Elite: Dangerous Dumps Offline Single-Player
Robotron23 writes: The developers behind the sequel to legendary video game Elite have, to the anger and dismay of fans, dropped the offline single-player mode originally promised. The game is due for full release in under a month. With the title having raised about $1.5 million from Kickstarter, and millions more in subsequent campaigns that advertised the feature, gamers are livid. A complaints thread on the official Elite forums has swelled to 450+ pages in only three days, while refunds are being lodged in the thousands. It is down to the discretion of Frontier, the game's developer, whether to process refund requests of original backers.
This Kickstarter stuff isn't very well regulated...
“He’s not deformed, he’s just drunk!”
Sure, it sucks when projects don't meet their exact launch goals, but I don't have too much sympathy for the "backers" on Kickstarter in general.

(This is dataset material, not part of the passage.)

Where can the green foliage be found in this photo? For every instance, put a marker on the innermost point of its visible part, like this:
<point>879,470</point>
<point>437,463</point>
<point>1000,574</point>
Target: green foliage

The whole thing is clearly labeled as "crowdfunding", not "preorder". If you want to preorder a game, go to Gamestop. If you want to be a backer, i.e. basically micro funding of a startup project, go ahead and use Kickstarter, but in that case you really aren't *guaranteed* anything. There will be poorly managed Kickstarter projects that fail miserably and blow through their investment without ANY decent return/reward. And since you basically agreed to be an investor in the venture (that's why you get a "reward", not a "purchase"), do you know what you can do about that in most cases? Jack and shit.
I FEEL ENTiTLED AND MY OPiNION MATTERS BECAUSE LOUD
I'm disgusted that you're disgusted that you didn't receive more than what you paid for.

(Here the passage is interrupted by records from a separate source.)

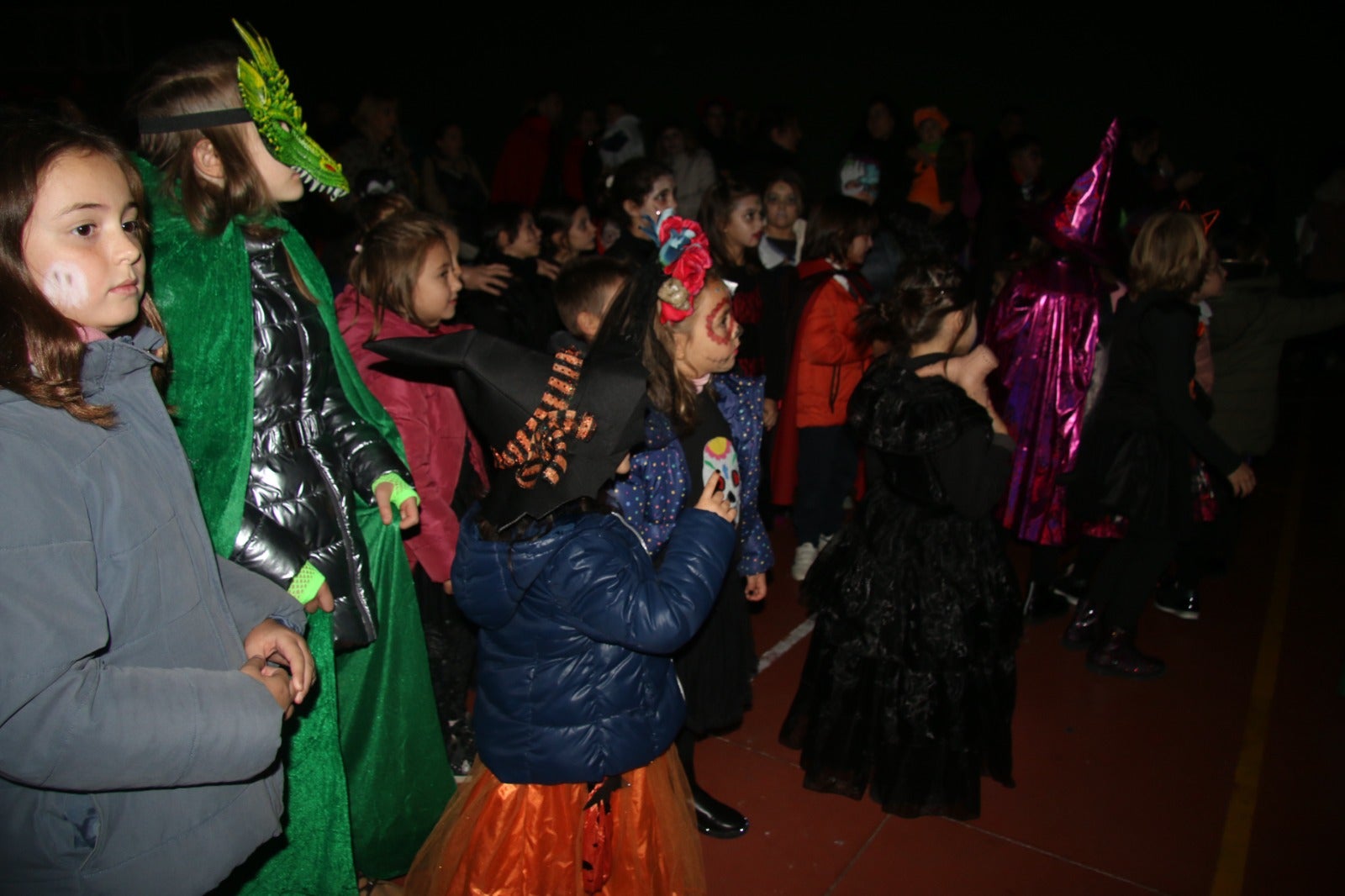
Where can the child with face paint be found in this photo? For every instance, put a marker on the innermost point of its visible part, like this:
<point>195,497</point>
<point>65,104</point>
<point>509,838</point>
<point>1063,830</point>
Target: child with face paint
<point>704,420</point>
<point>298,466</point>
<point>139,719</point>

I paid the price to include the beta access, and I've had a lot of fun with the game, it's actually a lot of fun. I combined it with voice attack and astra and it's quite immersive. Especially playing with friends, its amazing.

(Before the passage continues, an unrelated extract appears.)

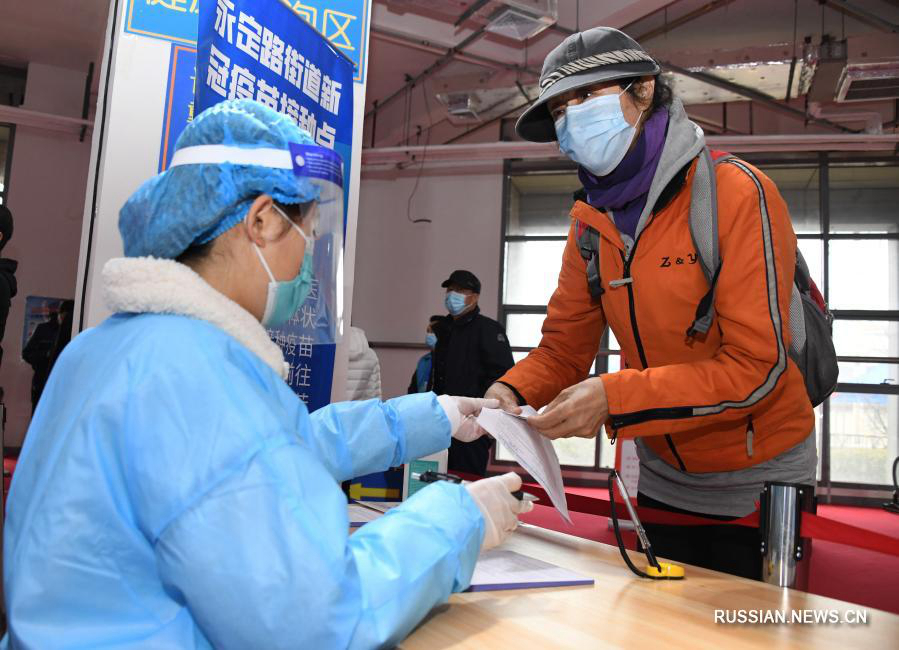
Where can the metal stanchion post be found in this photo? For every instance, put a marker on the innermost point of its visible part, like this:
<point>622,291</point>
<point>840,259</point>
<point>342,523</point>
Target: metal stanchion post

You're really missing out over your bitterness that you didn't pay for early access. Personally I'm fine with no single player component, there are plenty of excellent single player space games like the X series (X-2, x3 etc). It's about time we got a quality game like this, that was online and that was their primary focus.
Imagine if you just ignored all the emails, and waiting for the game to come out. Would you be satisfied? Probably. Your real issue, is a bunch of us paid more and are having fun, and you feel you deserve what we got as an extra for you because you're some special cupcake. Suck it up, spend the extra, good game development costs money, and I've seen enough shitty games just trying to make a dime I'm happy to seriously invest money (on a game purchase anyway) for a quality game.
Hello /.
I've purchased the game plus it's early access, and I've had a lot of fun with it. I've played games like X3 and earlier so I know what a decent single player game consists of.
Frankly, I think it's about time we received a game that was even of better quality that was just online, we have great single player space games, we really do. However, I always wished they were online, that those ships out there were other players I could comm with or do things with my friends. Elite dangerous, has brought me that. Eve online is a fantastic game, but I always wanted a first person cockpit, full docking procedures, aiming, the whole I'm a spaceship in space experience, not the mmo style.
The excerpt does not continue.